Deterring the Egomaniac du Jour
War is not necessary to keep a street thug in check.
Brink Lindsey wants to argue that Saddam Hussein is reckless, but even he now concedes that "No country, not even one as rash as Iraq, would dare to use weapons of mass destruction against the United States because of the threat of overwhelming retaliation."
That is, Iraq is entirely capable of being deterred. It is reasonable to extrapolate to suggest that this deterrent would surely hold for an attack on Israel, which has an enormous retaliatory capacity and an even greater incentive to respond. And, I would suggest, it holds as well for just about any substantial military provocation that Saddam might think about engineering.
It is true that much of the world managed to contain its outrage when Iraq invaded Iran in 1980. However, that was because the attack was directed against Khomeini's seemingly expansionary theocracy, which was seen to be a bigger threat at the time. It is simply not true that "the world" was "all too happy to acquiesce in Kuwait's disappearance" when Iraq invaded it in 1990. There was almost universal condemnation of the attack, even from Iraq's erstwhile friend and ally, the Soviet Union, and the debate was over tactics: whether to use war immediately to push back the aggression or to wait longer to see if sanctions could do the trick.
Reaction to a third Saddam adventure would surely follow the Kuwait pattern except that the troops would now go all the way to Baghdad. Moreover, as I've suggested, Saddam's army, which even he finds unreliable, would be unlikely to carry out patently suicidal orders even if they were issued—as it showed in the Gulf War of 1991.
Lindsey's appreciation for Saddam's egomania is fully justified. It's just that egomania is standard equipment for your average Third World tyrant.
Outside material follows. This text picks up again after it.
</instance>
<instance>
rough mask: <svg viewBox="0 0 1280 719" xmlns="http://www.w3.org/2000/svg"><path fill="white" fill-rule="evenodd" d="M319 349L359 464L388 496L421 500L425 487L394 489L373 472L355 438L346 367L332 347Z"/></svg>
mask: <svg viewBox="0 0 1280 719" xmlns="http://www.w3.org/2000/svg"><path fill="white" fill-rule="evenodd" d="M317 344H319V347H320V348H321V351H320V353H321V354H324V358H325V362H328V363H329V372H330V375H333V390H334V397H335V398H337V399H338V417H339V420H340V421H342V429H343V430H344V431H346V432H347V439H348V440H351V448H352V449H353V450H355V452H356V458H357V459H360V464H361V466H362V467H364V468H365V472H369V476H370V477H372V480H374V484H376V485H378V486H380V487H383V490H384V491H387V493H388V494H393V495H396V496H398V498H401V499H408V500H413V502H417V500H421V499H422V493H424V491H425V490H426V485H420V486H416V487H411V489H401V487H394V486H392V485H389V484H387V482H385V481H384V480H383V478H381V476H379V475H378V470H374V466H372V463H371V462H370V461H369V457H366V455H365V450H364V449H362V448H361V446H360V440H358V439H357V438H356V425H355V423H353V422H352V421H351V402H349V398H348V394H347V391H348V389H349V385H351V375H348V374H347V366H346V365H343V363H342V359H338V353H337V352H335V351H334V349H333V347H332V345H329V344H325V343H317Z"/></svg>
Indonesia's Sukarno haughtily withdrew from the United Nations and set up his own competing operation in Djakarta (only China joined); Egypt's Nasser (Saddam's sometime inspiration) planned to unite and dominate the Arab world and died quietly in bed after being humiliated by Israeli arms; Khomeini's global revolution has essentially been voted out even in its Iranian homeland, and Cuba's Castro probably still hopes to become the new Simon Bolivar of Latin America. Self-important street thugs like Saddam Hussein love to flail and fume in the company of sycophants, but that doesn't make them any less pathetic.
We are left with the warning that Saddam will palm off weapons of mass destruction to shadowy terrorists to deliver for him. Lindsey is rather unusual in suggesting that Saddam might do this with nuclear weapons (which, of course, he doesn't have and perhaps never will have). Most assume he would selfishly keep them himself to help deter an attack on Iraq.
The case is more plausible for chemical or biological weapons—which, however, have proven to be so difficult to deploy effectively that it is questionable whether they should be considered weapons of "mass destruction" at all, as Gregg Easterbrook points out in the October 7, 2002 issue of The New Republic. But terrorists may be after these weapons anyway, and the question is whether it is worth a war to inconvenience just one of many potential sources. Moreover, as Daniel Benjamin pointed out in the Washington Post yesterday, the best CIA assessment is that Saddam and al Qaeda are most likely to bed together if his regime is imminently threatened by the preventive war (it would be in no reasonable sense an act of preemption) that Lindsey so ardently advocates.